I am not a particular crafty mom, and when I see my kids pulling out the paper and markers and glue sticks and even glitter…well, I shudder a little. But if I can stuff down that initial reaction, I’m rewarded with shining eyes and a few pictures made “just for me.” Is it my favorite thing to oversee the cleaning of the resulting disaster area? No, but it is certainly satisfying to see their excitement while they are creating something, and because I love them, I overlook the mess and let them do their thing (most of the time).
6. Look them in the eye when they tell you a story.

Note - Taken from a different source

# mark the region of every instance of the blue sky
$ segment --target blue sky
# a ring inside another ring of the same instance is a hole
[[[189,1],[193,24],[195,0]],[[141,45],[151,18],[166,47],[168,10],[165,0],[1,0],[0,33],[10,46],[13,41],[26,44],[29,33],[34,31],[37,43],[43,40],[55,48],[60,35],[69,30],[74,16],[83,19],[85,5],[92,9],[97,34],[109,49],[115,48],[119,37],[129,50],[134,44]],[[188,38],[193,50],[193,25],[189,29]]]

As an adult, I certainly feel more loved when I feel listened to, and I think kids are the same way. It’s tempting to multitask while my child tells me a story, but sitting down and listening and looking them in the eye whenever possible communicates that they are important to me.
7. Smile at them.
Speaking of being busy, I know there have been many days when I realized that amidst all the cleaning, cooking, feeding the children, getting from one place to another, diaper changing, and just general chaos, I have hardly really looked at my kids, much less smiled at them. But last year I heard a speaker suggest that looking your kids in the eye and smiling at them is one of the best ways to show your kids you love (and like) them. And I realized how true that is. It’s so simple, and yet when things get crazy, it’s easy to forget. “Smile at the kids” is on my list of things to make sure I’m doing every day—to take a moment amidst the busyness of taking care of five growing children, and smile at each of them, because when they think back to their childhood someday, I would like best for them to remember me smiling.
Do you have any other suggestions for simple, daily ways you can show love to your kids?